Priest Known as Padre Oprah Strays in South Florida

May 11th, 2009 by admin
07priest2500

MIAMI — They called the Rev. Alberto Cutié “Padre Oprah” for his insightful advice about relationships. Now his parishioners, his television and radio audience, and readers of his best-selling book, “Real Life, Real Love,” know he speaks from experience.

On Tuesday, photographs in a Spanish-language tabloid showed the 40-year-old priest with deep blue eyes lying shirtless beside, and cuddling with, a dark-haired woman on a North Florida beach. Within hours, the Roman Catholic Archdiocese of Miami removed him from his post as pastor of a Miami Beach church, and now all of South Florida seems to be abuzz with discussions of celibacy, celebrity and temptation.

Radio and television news programs, in Spanish and English, have spent hours parsing the case. The original pictures, from TVNotas, have been reproduced all over the Web, while on Wednesday at his former church, St. Francis de Sales, camera crews hovered on the sidewalk as a secretary hung a “no trespassing” sign.

“He was held up as an example of something different,” said Carlos Saladrigas, a well-known businessman here who has known Father Cutié since he entered the seminary at age 18. “It’s like any icon — when they breach the trust of society, it hurts.”

Father Cutié, born in Puerto Rico to Cuban parents, grew up in Miami. He developed an international following of millions with his television show, “Padre Alberto,” which was first broadcast on Telemundo in 1999.

Wealthy, famous local figures also considered him a friend: when the Latin music legend Israel Cachao López died last year, it was Father Cutié who conducted the service.
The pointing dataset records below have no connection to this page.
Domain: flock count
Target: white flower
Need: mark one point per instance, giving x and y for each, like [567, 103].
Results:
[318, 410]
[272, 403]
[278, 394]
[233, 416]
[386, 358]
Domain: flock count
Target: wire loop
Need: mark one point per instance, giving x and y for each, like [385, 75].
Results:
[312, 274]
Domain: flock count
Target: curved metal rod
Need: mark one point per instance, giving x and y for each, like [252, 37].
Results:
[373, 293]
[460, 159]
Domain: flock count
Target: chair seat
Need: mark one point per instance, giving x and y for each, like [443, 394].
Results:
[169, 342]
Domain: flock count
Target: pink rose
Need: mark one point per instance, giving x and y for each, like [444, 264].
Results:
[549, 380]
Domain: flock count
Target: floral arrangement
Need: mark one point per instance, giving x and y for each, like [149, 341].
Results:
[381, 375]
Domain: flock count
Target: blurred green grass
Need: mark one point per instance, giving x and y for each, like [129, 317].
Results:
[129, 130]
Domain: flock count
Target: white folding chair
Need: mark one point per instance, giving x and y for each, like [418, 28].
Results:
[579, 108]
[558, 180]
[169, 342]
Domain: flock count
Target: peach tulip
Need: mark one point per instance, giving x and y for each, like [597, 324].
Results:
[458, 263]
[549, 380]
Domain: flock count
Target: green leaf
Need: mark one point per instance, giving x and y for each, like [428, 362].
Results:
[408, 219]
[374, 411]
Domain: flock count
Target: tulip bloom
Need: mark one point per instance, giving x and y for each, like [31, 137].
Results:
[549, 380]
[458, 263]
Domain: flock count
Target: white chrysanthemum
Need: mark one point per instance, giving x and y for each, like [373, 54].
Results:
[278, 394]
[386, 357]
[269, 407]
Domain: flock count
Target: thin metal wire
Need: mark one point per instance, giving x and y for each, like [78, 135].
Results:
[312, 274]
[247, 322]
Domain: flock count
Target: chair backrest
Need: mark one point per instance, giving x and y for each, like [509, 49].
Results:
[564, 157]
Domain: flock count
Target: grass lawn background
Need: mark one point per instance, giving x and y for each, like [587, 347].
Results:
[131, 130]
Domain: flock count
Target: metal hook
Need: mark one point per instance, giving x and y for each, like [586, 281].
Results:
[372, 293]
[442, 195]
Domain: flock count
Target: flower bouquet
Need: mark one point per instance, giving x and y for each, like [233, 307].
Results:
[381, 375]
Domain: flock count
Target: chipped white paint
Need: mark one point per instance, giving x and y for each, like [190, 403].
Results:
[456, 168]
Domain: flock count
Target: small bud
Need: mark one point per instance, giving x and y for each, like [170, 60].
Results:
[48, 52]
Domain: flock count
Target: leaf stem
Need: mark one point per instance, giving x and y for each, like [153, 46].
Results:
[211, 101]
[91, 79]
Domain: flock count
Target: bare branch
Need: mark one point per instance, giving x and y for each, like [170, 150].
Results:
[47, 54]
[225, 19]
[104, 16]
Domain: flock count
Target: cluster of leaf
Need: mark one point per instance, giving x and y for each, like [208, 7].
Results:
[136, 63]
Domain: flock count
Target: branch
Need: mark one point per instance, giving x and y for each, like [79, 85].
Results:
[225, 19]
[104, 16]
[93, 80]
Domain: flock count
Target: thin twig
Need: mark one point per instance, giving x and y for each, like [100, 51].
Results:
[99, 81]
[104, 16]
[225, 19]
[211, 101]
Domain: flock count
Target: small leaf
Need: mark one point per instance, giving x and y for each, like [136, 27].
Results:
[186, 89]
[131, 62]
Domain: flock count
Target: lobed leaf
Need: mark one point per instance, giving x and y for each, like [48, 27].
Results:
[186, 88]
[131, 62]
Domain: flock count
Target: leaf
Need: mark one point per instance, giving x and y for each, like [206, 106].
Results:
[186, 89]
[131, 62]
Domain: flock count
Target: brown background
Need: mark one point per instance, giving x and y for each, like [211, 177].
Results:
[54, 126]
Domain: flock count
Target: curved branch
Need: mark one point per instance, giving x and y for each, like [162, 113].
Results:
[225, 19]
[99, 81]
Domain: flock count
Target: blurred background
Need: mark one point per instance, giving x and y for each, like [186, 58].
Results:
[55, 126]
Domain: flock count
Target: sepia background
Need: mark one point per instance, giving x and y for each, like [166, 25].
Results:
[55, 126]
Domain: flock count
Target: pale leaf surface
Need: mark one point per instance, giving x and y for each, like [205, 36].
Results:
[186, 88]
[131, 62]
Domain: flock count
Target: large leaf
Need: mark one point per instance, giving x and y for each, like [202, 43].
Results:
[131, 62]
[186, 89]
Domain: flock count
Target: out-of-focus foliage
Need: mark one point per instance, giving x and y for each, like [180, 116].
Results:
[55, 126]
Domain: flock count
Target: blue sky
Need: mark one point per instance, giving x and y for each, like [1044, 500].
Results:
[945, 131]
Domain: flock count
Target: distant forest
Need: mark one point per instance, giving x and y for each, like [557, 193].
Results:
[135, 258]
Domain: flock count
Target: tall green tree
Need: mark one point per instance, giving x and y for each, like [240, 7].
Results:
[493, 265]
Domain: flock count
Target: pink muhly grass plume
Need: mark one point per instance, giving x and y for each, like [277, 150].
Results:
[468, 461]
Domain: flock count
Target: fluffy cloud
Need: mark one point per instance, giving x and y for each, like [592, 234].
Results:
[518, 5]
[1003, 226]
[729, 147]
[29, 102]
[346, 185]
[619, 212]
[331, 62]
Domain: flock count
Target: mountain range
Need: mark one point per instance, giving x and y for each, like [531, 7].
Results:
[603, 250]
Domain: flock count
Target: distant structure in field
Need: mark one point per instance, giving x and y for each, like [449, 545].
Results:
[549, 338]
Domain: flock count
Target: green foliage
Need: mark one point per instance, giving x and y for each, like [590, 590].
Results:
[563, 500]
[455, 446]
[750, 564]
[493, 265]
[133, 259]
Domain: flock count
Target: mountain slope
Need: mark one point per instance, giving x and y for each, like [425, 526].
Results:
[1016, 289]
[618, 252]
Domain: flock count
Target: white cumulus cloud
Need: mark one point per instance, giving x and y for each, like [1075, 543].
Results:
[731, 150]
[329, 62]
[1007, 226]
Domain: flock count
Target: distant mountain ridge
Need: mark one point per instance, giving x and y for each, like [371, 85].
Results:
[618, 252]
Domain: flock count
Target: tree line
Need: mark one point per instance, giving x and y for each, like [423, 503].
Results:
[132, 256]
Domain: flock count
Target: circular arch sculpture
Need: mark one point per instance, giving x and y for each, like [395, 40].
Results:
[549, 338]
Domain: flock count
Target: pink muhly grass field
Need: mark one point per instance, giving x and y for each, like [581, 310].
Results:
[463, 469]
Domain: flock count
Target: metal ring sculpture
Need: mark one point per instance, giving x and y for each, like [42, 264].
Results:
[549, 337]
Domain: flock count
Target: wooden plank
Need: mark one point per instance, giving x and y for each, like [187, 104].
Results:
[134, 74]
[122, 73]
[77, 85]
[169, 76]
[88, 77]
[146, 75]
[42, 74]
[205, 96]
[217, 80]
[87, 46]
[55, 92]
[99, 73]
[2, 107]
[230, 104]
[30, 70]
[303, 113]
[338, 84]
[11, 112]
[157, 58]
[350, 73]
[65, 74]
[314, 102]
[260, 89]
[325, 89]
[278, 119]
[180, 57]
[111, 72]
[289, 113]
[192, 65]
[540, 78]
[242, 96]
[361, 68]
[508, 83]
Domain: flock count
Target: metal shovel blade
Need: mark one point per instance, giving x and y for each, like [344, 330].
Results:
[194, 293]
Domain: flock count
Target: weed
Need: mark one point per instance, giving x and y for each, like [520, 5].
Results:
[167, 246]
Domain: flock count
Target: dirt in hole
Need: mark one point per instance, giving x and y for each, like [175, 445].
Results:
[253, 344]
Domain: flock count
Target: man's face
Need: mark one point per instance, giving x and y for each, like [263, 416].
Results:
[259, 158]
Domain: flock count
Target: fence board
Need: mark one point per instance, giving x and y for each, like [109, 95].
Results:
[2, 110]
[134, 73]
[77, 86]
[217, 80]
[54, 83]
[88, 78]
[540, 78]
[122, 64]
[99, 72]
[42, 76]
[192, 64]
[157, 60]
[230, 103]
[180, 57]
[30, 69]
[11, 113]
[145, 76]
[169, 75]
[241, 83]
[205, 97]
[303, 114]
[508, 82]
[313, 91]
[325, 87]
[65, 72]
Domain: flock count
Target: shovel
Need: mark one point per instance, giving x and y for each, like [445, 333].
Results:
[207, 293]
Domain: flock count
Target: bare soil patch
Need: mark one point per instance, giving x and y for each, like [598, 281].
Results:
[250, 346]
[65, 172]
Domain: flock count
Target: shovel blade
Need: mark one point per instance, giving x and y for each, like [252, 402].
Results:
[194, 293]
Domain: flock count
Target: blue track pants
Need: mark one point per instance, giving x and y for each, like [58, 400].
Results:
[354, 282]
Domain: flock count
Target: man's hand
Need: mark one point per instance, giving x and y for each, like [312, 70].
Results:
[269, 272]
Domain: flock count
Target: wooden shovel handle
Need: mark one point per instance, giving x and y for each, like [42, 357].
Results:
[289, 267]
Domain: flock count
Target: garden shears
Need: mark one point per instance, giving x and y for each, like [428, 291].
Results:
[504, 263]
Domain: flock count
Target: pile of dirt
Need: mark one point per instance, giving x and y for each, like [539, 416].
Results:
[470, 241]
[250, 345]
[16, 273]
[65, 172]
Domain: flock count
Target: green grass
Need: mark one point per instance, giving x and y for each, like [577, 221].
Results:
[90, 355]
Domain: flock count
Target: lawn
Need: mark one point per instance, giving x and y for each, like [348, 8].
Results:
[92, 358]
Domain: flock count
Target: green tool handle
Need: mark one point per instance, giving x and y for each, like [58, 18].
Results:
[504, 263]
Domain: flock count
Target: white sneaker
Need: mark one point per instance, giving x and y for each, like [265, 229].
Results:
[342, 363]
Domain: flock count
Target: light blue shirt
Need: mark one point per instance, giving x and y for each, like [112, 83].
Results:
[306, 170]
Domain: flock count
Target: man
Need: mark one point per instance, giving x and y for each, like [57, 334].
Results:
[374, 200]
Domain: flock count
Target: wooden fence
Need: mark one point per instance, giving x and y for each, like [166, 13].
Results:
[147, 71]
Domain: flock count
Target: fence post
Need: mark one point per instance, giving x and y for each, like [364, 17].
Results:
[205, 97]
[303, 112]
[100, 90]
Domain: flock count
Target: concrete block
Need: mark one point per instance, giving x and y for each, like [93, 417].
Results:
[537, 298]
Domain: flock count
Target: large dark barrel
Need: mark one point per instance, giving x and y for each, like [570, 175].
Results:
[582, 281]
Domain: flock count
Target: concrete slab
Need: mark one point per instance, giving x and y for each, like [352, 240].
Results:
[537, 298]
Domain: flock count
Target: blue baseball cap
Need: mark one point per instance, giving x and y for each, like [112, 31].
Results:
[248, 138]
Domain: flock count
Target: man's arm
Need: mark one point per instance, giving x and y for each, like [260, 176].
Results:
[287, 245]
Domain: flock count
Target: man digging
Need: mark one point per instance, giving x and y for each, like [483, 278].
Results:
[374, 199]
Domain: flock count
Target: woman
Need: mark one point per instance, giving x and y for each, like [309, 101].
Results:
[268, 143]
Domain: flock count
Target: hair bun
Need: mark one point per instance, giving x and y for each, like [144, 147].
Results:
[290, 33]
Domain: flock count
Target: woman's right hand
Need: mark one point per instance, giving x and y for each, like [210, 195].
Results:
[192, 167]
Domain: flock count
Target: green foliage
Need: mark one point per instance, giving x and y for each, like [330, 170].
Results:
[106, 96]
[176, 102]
And even now, many of his supporters have remained loyal. Along with fans who have started online petitions or called into Spanish-language radio shows to say he should be quickly forgiven, there are parishioners like Yohayra Dajud De la Fuente, who parked herself in front of St. Francis on Wednesday to praise the priest for the television cameras. A tall Colombian woman, 44, with multicarat diamond earrings, she said, “He is a brilliant man who is needed by this community.”

She cited his efforts in working with local youth — and his role officiating at her wedding — and she questioned the motives of the woman involved. “She never came to this church,” Ms. Dajud De la Fuente said. “I’m sure it’s someone who wanted to destroy his reputation.”

Father Cutié’s parish sits in the heart of South Beach, where even the mannequins have extra-large breasts, and many here have also questioned whether this was the time or place for Catholic priests to stay celibate. It remains unclear exactly how far Father Cutié fell; statements released by him, and by Archbishop John C. Favalora, were vague on details.

Father Cutié did ask “for the forgiveness of those who may be hurt or saddened by my actions,” but he also said “the commitment that I made to serve God will remain intact.”

Archbishop Favalora, in turn, said, “Father Cutié made a promise of celibacy, and all priests are expected to fulfill that promise with the help of God.”

The celebrity status of Padre Oprah seems to be coloring the community’s response. Without it, tabloids would not have been following him to the beach, nor would supporters be planning to march Thursday on his behalf.

But just a few feet from the church with the slogan “when you come to the beach … don’t forget who made it,” Ruben Garcia had reservations about the mix of fame and faith. Standing outside his apartment, he said the church was always packed on Sundays, and he argued that requiring priests to be celibate was outdated.

The problem, he said, is that Father Cutié’s sandy tryst suggests an arrogance that conflicts with piety.

“This man, he’s not a God,” said Mr. Garcia, 45, an unemployed laborer. “He’s an instrument of God. He needed to be more careful.”